Projects
GoPost Discussion Board
discussion board link
Discussion board protocol
To access the discussion board
Follow the link above (or in the upper-right corner of every page of the course website) and log in with your UW NetID.
The first time you visit the discussion board
Click 'Profile' in the upper-right corner of the screen and then 'edit profile' in the upper right corner of the orange box on the page that comes up. You have options about what information to add to your profile. At a minimum:
- change your 'screen name' to from your UW NetID to your first name
- add an email address that you check regularly
A picture in the 'avatar' field is also helpful for learning names and carrying conversation back and forth from the discussion board and class.
To access the week's readings
Click the discussion area for the week and then the conversation that I have started with the week's readings as the subject line. In the opening posting of this conversation, you will find a posting with the week's readings attached in pdf format (print these!) and a list of questions and/or topics from the readings that I'll expect you to be prepared to discuss when we meet. If you have questions for your classmates about the readings or want to share related ideas, please post in this conversation by replying in the 'Add to this conversation' field at the bottom of the page.
If it is your week to post a microessay
Start a new conversation in the week's discussion area using the name of your essay as the subject line and the essay as the body of your posting. Microessays must be posted by 9:00pm Sunday on the week due.
If it is not your week to post a microessay
Do not start any new conversations. Do add to the conversations started by that week's microessay posters, posting responses to two or more of your classmates' microessays by 9:00pm Tuesday.
Characteristics of effective postings
- Response posts should generally be no more than one to two thoughtfully-composed paragraphs. It is the quality of the message that I and your classmates will be looking for, not the quantity.

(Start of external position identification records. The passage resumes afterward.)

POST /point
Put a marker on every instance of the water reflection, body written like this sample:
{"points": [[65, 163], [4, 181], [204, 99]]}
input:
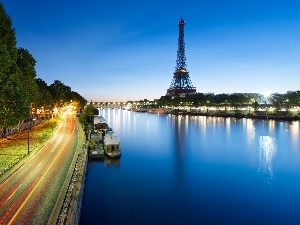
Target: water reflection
{"points": [[267, 151]]}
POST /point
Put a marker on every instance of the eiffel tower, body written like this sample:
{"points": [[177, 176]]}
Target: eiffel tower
{"points": [[181, 83]]}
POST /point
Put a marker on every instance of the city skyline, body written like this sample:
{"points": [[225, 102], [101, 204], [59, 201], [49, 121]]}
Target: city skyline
{"points": [[119, 51]]}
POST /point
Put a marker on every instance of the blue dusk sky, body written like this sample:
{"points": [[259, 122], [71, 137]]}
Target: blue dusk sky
{"points": [[120, 50]]}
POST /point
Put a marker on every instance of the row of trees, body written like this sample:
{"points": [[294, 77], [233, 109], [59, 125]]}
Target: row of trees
{"points": [[20, 89]]}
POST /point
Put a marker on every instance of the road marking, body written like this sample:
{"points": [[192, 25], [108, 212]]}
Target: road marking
{"points": [[13, 192]]}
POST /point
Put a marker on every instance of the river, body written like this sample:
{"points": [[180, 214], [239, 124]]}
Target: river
{"points": [[195, 170]]}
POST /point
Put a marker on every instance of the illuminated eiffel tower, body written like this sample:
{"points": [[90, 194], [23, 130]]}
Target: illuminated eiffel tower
{"points": [[181, 83]]}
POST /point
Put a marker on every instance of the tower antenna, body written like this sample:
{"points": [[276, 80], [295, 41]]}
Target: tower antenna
{"points": [[181, 83]]}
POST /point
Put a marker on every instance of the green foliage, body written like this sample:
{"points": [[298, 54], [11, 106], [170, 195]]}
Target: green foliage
{"points": [[14, 102], [27, 74]]}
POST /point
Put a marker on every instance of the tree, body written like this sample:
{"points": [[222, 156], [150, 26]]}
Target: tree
{"points": [[60, 93], [14, 103], [44, 98], [26, 70]]}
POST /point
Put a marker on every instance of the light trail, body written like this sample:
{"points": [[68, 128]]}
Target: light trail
{"points": [[38, 183]]}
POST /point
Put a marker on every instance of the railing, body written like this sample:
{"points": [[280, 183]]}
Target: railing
{"points": [[71, 207]]}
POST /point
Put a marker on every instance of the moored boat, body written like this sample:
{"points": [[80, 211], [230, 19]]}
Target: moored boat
{"points": [[111, 145], [157, 110]]}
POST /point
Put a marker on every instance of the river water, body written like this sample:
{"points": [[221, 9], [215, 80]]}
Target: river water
{"points": [[196, 170]]}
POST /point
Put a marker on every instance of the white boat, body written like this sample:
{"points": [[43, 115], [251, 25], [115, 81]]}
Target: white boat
{"points": [[156, 110], [100, 123], [111, 145]]}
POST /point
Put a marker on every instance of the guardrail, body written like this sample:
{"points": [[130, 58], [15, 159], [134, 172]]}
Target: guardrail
{"points": [[71, 207]]}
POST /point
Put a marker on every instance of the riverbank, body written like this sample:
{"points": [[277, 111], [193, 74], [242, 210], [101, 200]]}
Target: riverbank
{"points": [[263, 116]]}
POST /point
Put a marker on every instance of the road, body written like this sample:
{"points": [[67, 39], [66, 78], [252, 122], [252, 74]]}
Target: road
{"points": [[29, 195]]}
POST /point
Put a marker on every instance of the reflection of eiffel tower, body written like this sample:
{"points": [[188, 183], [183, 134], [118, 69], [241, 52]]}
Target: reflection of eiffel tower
{"points": [[181, 83]]}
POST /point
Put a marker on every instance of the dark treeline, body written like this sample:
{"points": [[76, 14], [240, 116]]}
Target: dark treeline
{"points": [[235, 100], [21, 92]]}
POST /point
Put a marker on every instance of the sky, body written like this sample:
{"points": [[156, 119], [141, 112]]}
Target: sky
{"points": [[118, 50]]}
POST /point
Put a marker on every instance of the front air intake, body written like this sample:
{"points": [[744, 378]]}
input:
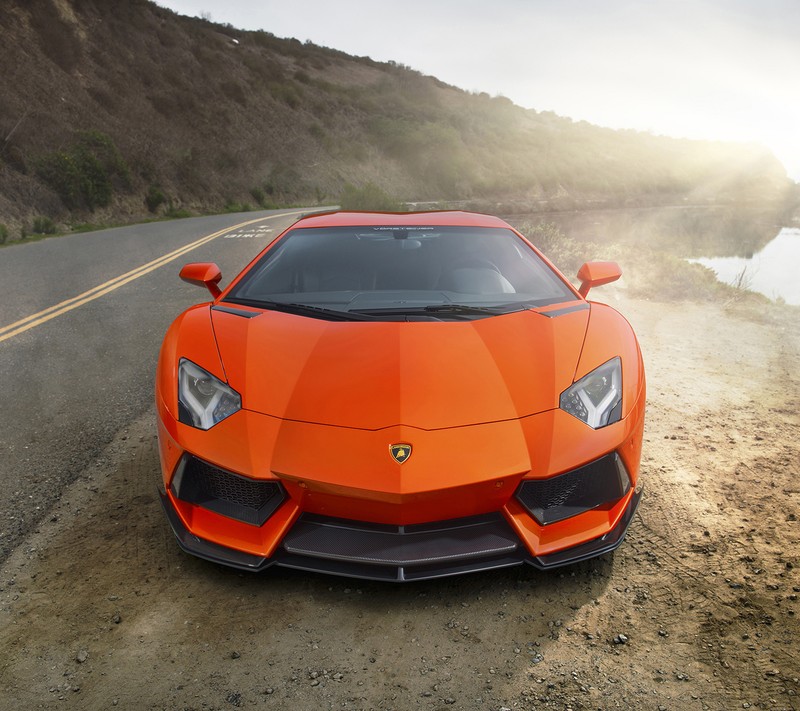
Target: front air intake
{"points": [[249, 500], [600, 482]]}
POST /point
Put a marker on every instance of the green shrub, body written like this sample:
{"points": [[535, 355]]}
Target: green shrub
{"points": [[85, 175], [369, 197], [258, 195], [43, 226], [154, 198]]}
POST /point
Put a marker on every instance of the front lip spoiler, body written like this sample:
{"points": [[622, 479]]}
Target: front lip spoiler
{"points": [[246, 561]]}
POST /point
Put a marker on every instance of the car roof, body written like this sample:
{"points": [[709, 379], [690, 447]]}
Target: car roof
{"points": [[457, 218]]}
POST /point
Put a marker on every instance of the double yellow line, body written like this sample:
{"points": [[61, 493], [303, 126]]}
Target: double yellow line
{"points": [[52, 312]]}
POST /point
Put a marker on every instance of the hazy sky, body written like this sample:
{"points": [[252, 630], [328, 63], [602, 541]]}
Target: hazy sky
{"points": [[716, 69]]}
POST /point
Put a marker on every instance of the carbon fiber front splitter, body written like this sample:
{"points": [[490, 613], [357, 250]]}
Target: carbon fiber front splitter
{"points": [[398, 554]]}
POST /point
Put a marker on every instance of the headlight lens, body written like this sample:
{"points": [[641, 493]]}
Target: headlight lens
{"points": [[596, 399], [203, 400]]}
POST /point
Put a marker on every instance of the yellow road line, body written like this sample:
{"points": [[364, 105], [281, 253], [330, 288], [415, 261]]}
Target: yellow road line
{"points": [[52, 312]]}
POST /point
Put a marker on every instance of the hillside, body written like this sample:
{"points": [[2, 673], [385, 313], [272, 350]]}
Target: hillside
{"points": [[113, 111]]}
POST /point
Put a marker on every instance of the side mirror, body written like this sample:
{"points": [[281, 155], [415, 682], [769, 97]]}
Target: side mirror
{"points": [[596, 274], [205, 274]]}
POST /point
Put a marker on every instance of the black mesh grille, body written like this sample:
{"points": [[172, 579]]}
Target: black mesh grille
{"points": [[221, 485], [231, 495], [600, 482]]}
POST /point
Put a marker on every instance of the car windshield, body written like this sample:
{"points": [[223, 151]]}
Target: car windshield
{"points": [[383, 272]]}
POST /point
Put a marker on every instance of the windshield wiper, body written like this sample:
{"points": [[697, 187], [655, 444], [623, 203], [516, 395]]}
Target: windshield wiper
{"points": [[437, 309], [461, 309], [302, 310]]}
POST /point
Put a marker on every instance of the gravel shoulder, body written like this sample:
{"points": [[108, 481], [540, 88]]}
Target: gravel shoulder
{"points": [[697, 609]]}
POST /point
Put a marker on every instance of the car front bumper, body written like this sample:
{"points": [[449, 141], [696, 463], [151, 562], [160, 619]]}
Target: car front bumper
{"points": [[401, 553]]}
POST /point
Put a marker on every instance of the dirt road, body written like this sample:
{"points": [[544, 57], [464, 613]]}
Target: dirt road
{"points": [[697, 610]]}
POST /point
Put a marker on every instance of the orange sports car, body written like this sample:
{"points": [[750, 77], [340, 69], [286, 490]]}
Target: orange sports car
{"points": [[400, 397]]}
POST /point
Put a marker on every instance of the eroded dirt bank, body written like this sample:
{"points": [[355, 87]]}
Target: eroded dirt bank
{"points": [[697, 609]]}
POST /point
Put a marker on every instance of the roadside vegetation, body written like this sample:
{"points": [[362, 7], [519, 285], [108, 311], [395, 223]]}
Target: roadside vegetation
{"points": [[187, 116], [649, 272]]}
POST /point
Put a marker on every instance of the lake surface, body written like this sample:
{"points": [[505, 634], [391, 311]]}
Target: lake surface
{"points": [[773, 271], [744, 246]]}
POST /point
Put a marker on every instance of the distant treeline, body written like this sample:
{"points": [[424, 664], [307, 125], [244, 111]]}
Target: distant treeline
{"points": [[118, 110]]}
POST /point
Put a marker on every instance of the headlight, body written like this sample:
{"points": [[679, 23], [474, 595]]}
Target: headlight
{"points": [[203, 400], [597, 397]]}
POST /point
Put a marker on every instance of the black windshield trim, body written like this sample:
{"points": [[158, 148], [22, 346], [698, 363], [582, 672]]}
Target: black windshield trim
{"points": [[301, 310]]}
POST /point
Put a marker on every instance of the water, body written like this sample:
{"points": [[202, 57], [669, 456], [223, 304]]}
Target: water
{"points": [[773, 271], [750, 249]]}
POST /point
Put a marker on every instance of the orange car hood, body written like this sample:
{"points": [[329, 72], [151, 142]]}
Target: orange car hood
{"points": [[370, 375]]}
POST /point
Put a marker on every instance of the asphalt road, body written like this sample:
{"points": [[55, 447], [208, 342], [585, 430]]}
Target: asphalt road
{"points": [[81, 321]]}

- Be sure your name is on each of your posts. If people have to work to connect an unfamiliar screen name to the person they know in class it is much harder to carry discussion topics and ideas back and forth between the discussion board and the classroom. (Filling in your profile information is also good for facilitating contact with your classmates.)
- Post on time. Discussion topics will inform class discussion and so posting and reading the discussion board will be crucial and time-sensitive preparation for engaged in-class participation.
- Choose your words and phrase your sentences thoughtfully. Online communication lacks the non-verbal cues that provide much of the meaning in face-to-face conversations, so after you draft your posting please read back through what you've written. Please be professional and courteous.
- Proofread. It is good practice to compose a message in a word processing program, use the grammar and spell-check, and then cut and paste to post it to the discussion board. (This also guards against you ever having to re-compose a message if an error occurs when you click 'Post'.)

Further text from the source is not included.